Abstract

Automatic sung speech recognition is a challenging problem that remains largely unsolved. Challenges are due to both the intrinsic poor intelligibility of sung speech and the difficulty of separating the vocals from the musical accompaniment. In recent years, deep neural network techniques have revolutionised spoken speech recognition systems through advances in both acoustic modelling and audio source separation.

This thesis evaluates whether these new techniques can be adapted to work for sung speech recognition. For this, it first presents an analysis of the differences between spoken and sung speech. Then motivated by this analysis, the thesis makes four major contributions.

First, the thesis addresses the lack of large, standardised sung speech datasets suitable for evaluating sung speech recognition.
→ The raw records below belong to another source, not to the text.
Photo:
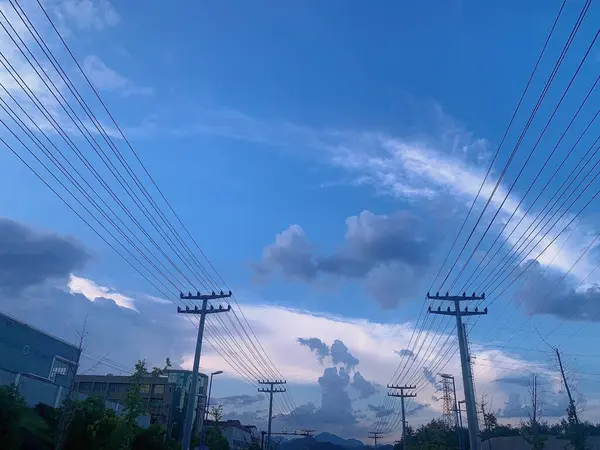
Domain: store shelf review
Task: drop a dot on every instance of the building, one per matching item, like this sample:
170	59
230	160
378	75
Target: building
239	436
157	392
182	379
167	396
40	365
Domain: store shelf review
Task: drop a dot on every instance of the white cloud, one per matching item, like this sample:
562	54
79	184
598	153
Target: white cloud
447	160
106	78
373	343
93	291
89	14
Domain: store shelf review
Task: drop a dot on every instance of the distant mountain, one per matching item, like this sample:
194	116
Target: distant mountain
333	439
307	443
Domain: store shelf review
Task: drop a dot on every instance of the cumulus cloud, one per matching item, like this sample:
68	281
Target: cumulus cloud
92	291
108	79
240	401
547	291
316	345
380	411
341	355
430	376
29	258
365	388
405	352
389	253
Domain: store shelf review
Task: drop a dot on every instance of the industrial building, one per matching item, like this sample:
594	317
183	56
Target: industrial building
40	365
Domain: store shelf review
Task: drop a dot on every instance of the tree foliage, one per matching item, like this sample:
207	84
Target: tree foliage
92	425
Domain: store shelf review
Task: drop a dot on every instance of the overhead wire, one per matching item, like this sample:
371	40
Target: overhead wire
51	92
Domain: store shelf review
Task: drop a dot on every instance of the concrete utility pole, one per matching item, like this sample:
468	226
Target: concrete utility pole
562	372
402	395
375	435
446	376
271	390
202	312
474	440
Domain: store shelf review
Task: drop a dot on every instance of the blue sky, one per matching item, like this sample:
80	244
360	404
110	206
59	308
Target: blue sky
324	155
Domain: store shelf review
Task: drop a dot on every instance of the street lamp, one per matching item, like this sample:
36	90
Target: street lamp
218	372
205	412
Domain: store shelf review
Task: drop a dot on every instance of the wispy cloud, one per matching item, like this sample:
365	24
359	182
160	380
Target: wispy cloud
108	79
443	161
89	14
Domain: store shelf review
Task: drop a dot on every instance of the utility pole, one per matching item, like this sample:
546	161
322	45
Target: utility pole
460	414
445	377
202	312
475	443
67	413
271	390
402	395
562	373
375	435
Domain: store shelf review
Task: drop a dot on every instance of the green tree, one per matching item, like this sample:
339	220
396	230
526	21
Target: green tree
214	438
12	411
156	371
152	438
574	430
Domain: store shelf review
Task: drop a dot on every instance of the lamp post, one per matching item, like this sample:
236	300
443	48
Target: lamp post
218	372
205	413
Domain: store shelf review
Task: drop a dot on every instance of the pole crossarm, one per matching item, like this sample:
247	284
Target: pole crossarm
395	394
272	389
452	298
268	390
451	312
202	312
402	395
198	296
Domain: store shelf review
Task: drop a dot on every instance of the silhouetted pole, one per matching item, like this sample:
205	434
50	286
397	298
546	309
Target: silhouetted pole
193	401
472	422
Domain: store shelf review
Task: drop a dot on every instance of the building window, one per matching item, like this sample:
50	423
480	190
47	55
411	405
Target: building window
99	387
117	387
59	367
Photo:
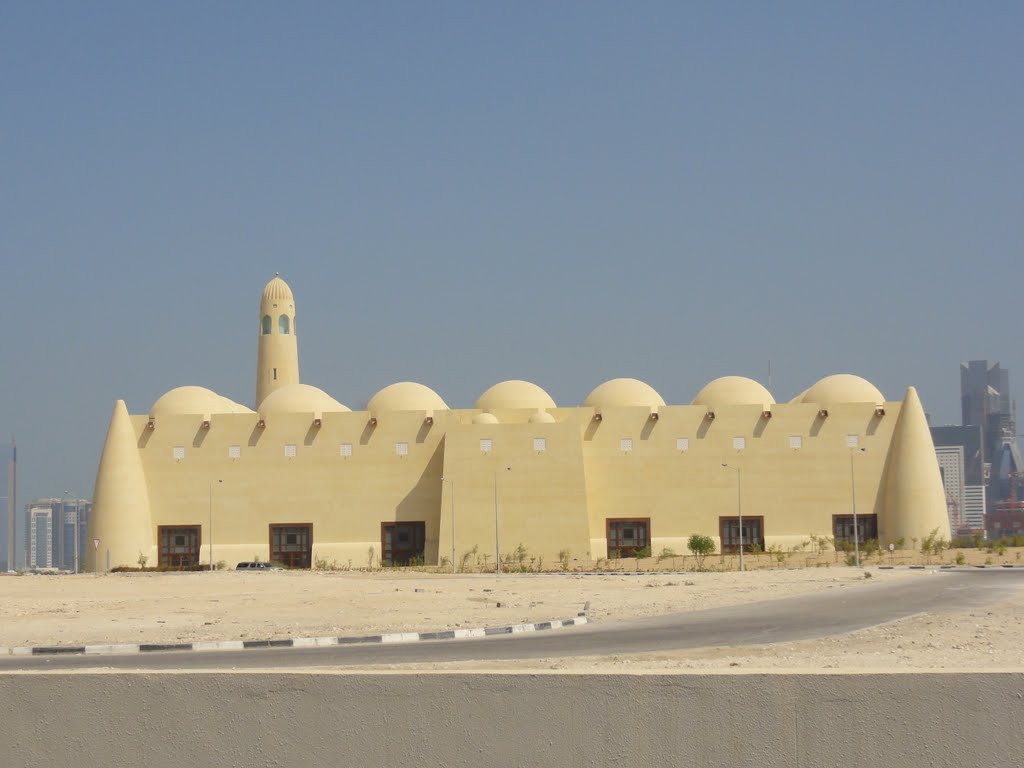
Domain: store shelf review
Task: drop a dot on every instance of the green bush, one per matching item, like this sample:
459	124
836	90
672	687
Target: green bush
700	546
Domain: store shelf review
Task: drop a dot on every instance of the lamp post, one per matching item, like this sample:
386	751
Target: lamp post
739	509
211	522
853	499
452	483
498	548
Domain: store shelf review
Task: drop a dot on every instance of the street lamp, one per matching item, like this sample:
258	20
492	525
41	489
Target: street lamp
452	483
739	509
498	548
853	499
211	522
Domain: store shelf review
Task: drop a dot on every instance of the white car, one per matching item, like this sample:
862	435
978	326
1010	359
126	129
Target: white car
256	566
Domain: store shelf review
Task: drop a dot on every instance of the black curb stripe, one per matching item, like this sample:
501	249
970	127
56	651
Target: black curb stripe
444	635
267	643
290	643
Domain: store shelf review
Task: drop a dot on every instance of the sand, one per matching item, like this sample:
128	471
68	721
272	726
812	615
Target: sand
67	609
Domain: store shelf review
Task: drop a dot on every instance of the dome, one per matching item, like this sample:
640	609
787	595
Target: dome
515	394
842	388
542	417
622	392
299	398
406	395
198	400
733	390
278	290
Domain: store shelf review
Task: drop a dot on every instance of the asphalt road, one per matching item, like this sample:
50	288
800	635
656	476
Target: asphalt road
830	612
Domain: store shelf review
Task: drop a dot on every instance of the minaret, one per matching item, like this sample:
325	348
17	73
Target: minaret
278	358
914	499
120	519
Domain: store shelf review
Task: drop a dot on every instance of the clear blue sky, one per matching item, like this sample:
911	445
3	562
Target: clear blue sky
465	193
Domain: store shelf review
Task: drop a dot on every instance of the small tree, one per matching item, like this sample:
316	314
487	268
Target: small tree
700	547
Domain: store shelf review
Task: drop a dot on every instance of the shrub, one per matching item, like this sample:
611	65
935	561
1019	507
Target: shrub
700	546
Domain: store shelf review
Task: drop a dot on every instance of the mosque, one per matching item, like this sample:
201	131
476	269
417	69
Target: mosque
302	479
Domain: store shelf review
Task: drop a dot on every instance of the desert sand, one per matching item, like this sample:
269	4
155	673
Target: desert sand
68	609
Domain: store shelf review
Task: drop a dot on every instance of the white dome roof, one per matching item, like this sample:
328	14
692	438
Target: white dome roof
842	388
624	392
407	395
733	390
299	398
514	394
195	400
278	290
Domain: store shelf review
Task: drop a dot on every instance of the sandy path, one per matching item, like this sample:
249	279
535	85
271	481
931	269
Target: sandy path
226	605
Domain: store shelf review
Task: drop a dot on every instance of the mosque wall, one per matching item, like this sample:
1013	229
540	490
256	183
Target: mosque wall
517	468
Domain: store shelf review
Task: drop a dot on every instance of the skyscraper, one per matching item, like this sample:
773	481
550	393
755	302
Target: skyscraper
985	402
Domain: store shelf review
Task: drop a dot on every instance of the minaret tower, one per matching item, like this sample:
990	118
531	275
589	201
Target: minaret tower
278	357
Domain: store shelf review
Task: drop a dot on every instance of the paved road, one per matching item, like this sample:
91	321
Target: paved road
830	612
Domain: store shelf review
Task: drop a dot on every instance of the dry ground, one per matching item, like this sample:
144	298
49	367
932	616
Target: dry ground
183	607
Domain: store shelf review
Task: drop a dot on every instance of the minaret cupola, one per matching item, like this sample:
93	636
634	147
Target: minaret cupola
278	357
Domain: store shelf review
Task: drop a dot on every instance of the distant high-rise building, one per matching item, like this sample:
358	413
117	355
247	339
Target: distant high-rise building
985	402
50	526
964	475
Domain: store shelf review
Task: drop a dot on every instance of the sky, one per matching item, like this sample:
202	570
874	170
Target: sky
460	194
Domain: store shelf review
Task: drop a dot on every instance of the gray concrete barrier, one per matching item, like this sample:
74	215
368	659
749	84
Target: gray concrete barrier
481	720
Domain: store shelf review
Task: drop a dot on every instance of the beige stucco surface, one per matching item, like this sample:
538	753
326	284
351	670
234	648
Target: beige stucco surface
187	607
514	471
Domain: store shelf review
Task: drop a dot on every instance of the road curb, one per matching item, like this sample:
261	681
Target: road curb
295	642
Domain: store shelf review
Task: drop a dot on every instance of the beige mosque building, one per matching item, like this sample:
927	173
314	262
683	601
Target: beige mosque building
304	479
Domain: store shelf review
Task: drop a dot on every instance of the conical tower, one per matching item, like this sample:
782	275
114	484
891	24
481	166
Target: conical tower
120	518
914	499
278	356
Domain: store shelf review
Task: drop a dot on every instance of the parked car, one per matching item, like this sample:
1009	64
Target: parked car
256	566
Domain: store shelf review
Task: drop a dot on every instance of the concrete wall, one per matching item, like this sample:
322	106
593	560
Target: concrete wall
233	719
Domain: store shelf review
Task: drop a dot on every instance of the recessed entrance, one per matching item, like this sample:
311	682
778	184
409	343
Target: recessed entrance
754	534
178	546
402	543
292	546
867	529
627	536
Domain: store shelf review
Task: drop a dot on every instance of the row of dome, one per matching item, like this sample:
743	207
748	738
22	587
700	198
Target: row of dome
515	394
The opportunity for building a suitable dataset has recently arisen with the release of Smule’s DAMP-MVP dataset, a large unaccompanied karaoke performance dataset. However, constructing a well-balanced and easy-to-use evaluation dataset from this weakly-labelled and weakly-annotated data presents many challenges. This thesis presents solutions to these challenges.
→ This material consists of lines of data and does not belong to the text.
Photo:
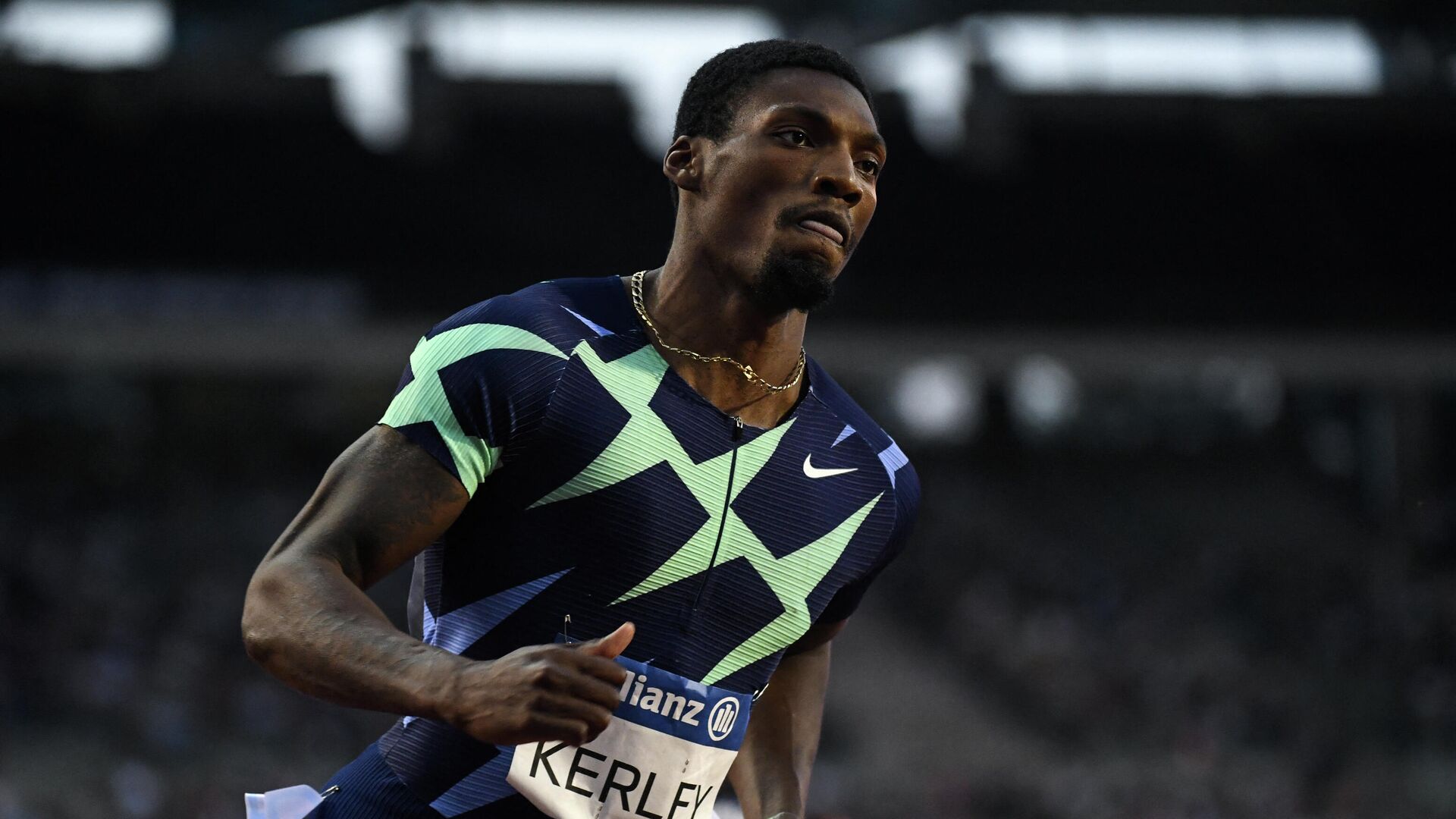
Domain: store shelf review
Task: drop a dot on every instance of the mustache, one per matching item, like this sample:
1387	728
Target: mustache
794	215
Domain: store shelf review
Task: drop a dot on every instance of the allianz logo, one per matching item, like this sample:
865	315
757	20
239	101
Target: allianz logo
676	707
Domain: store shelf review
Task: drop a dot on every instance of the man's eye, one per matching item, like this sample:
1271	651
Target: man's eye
795	137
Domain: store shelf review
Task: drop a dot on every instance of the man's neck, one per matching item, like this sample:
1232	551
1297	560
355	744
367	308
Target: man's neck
710	311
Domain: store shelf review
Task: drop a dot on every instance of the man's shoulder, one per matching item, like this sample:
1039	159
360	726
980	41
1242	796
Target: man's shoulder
836	400
859	423
560	312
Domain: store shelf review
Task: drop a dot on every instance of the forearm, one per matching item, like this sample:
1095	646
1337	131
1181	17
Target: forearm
313	629
772	771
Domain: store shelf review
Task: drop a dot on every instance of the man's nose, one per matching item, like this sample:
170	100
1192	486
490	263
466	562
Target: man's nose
836	177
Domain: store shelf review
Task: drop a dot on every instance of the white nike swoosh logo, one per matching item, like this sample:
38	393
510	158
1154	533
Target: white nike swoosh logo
816	472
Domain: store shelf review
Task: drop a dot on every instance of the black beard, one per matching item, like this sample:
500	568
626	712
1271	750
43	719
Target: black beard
791	283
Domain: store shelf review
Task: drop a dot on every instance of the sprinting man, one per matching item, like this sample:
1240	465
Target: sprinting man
650	461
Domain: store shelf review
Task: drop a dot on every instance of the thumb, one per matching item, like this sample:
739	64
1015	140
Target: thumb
612	645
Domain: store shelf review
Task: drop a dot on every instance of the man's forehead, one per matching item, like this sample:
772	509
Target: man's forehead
807	88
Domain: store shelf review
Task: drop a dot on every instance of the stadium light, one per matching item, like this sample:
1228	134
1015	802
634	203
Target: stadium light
650	52
98	36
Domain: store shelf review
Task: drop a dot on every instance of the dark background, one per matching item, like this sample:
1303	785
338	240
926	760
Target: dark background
1177	371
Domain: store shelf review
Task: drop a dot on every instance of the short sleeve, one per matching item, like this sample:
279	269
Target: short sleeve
908	502
469	387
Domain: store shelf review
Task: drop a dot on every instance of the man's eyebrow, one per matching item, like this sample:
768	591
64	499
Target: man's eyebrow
823	120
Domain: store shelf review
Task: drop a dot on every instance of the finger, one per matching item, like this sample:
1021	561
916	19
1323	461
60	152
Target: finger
595	689
603	670
579	710
612	645
545	727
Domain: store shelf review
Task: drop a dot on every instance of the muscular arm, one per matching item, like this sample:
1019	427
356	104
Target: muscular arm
308	621
772	771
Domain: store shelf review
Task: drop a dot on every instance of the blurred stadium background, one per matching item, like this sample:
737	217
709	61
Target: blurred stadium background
1152	300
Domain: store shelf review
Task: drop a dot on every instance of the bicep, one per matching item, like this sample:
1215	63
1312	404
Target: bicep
817	635
382	502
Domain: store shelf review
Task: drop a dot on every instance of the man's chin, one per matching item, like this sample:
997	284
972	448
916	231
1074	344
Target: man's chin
794	281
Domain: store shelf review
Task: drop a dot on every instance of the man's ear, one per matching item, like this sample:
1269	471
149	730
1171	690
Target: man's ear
683	165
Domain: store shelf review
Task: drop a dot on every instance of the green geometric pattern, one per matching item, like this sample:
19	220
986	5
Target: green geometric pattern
645	442
424	398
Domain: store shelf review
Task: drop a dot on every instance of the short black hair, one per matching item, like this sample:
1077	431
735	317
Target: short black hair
711	98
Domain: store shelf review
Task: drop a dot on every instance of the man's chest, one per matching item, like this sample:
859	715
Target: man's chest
673	513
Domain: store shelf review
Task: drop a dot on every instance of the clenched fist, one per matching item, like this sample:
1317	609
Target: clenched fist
563	692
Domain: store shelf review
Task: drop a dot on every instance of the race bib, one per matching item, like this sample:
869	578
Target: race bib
664	755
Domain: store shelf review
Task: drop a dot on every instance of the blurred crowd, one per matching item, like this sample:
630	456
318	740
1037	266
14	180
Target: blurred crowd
1163	635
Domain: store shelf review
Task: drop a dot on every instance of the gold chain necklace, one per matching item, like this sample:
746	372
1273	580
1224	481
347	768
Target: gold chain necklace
746	369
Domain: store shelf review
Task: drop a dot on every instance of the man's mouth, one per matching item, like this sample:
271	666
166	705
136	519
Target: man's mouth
829	224
823	229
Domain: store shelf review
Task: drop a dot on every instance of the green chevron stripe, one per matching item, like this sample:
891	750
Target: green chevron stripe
425	400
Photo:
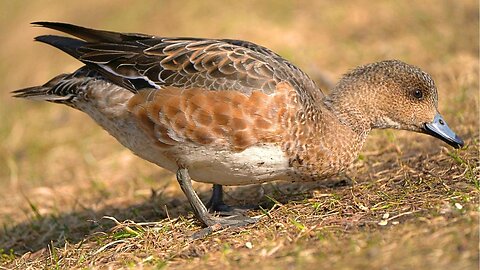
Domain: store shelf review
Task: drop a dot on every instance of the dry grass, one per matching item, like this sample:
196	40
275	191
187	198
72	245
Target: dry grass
412	202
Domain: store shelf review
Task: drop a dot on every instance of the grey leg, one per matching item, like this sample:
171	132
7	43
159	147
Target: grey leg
201	211
216	204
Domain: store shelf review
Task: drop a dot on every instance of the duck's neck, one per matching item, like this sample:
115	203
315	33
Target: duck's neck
350	115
Second, the thesis reconsiders the problem of sung speech acoustic modelling. New musically-motivated features are considered to capture the importance of the vocal source information. Features considered include pitch, voicing degree, voice quality, and beat-based features. It is shown that pitch and voicing degree features are useful for improving recognition performances.
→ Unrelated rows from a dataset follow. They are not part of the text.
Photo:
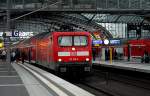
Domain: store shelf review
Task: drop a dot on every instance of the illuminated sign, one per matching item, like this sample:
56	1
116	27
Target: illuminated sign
97	42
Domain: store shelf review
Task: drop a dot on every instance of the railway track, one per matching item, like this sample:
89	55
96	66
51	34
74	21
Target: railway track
102	83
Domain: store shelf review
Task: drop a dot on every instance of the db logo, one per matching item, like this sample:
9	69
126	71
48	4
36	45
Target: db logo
16	34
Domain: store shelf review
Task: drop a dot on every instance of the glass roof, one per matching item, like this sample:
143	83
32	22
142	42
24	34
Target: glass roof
108	18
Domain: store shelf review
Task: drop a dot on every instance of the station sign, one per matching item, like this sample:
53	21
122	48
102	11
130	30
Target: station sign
115	42
17	34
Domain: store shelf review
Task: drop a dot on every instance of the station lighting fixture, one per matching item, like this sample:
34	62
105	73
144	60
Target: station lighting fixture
106	41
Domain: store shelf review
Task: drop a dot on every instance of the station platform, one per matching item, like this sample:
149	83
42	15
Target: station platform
126	65
10	82
27	80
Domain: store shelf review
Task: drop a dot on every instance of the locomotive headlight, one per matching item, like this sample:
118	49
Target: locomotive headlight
87	59
59	60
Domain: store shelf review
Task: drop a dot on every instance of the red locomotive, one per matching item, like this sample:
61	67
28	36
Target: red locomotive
137	48
59	51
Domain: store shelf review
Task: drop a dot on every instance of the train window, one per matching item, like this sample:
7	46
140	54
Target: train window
80	40
65	40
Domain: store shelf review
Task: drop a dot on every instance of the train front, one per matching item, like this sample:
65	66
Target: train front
73	52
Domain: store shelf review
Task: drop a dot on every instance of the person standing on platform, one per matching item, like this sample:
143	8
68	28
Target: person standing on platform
94	53
22	57
13	56
4	55
17	56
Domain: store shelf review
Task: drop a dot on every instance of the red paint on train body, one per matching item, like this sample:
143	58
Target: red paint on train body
60	51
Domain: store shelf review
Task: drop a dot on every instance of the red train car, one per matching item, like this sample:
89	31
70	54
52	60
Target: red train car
60	51
137	48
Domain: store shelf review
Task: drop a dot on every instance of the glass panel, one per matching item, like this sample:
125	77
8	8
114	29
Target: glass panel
80	40
65	40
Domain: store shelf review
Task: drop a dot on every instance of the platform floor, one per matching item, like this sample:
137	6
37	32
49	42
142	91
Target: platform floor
10	82
126	65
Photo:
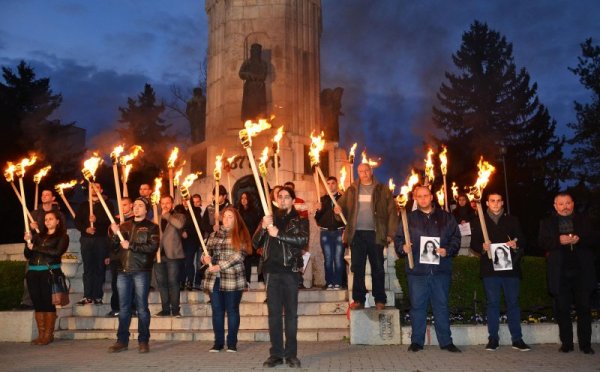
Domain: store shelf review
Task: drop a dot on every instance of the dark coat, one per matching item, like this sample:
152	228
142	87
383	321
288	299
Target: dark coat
508	228
549	240
437	223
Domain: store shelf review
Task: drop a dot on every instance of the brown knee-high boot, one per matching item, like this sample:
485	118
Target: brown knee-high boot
50	320
41	323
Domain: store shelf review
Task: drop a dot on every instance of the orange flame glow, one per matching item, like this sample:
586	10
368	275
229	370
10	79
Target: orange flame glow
133	153
66	185
429	167
391	185
366	160
155	197
316	146
37	178
116	153
276	139
9	172
444	160
342	182
172	157
351	154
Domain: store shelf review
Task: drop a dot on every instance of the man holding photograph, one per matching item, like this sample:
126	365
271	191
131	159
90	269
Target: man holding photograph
429	282
502	273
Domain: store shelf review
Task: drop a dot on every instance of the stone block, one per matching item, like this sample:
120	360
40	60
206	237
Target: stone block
17	326
375	327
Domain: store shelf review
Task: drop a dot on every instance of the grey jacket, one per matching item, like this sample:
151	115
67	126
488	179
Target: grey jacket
170	241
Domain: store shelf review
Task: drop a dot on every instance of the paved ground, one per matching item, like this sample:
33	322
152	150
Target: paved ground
315	356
Third, accompanied sung speech recognition poses a challenging source separation problem. This thesis investigates the use of modern time-domain source separation networks. Also, it investigates whether ‘speaker embedding’ ideas can be employed for music source separation by considering the use of `instrument’ embeddings.

Finally, a complete system that combines the deep neural network based source separation and speech recognition components are jointly evaluated, dealing with the mismatch between the distorted sung speech originated from the separation network and the `clean’ sung speech used for acoustic modelling.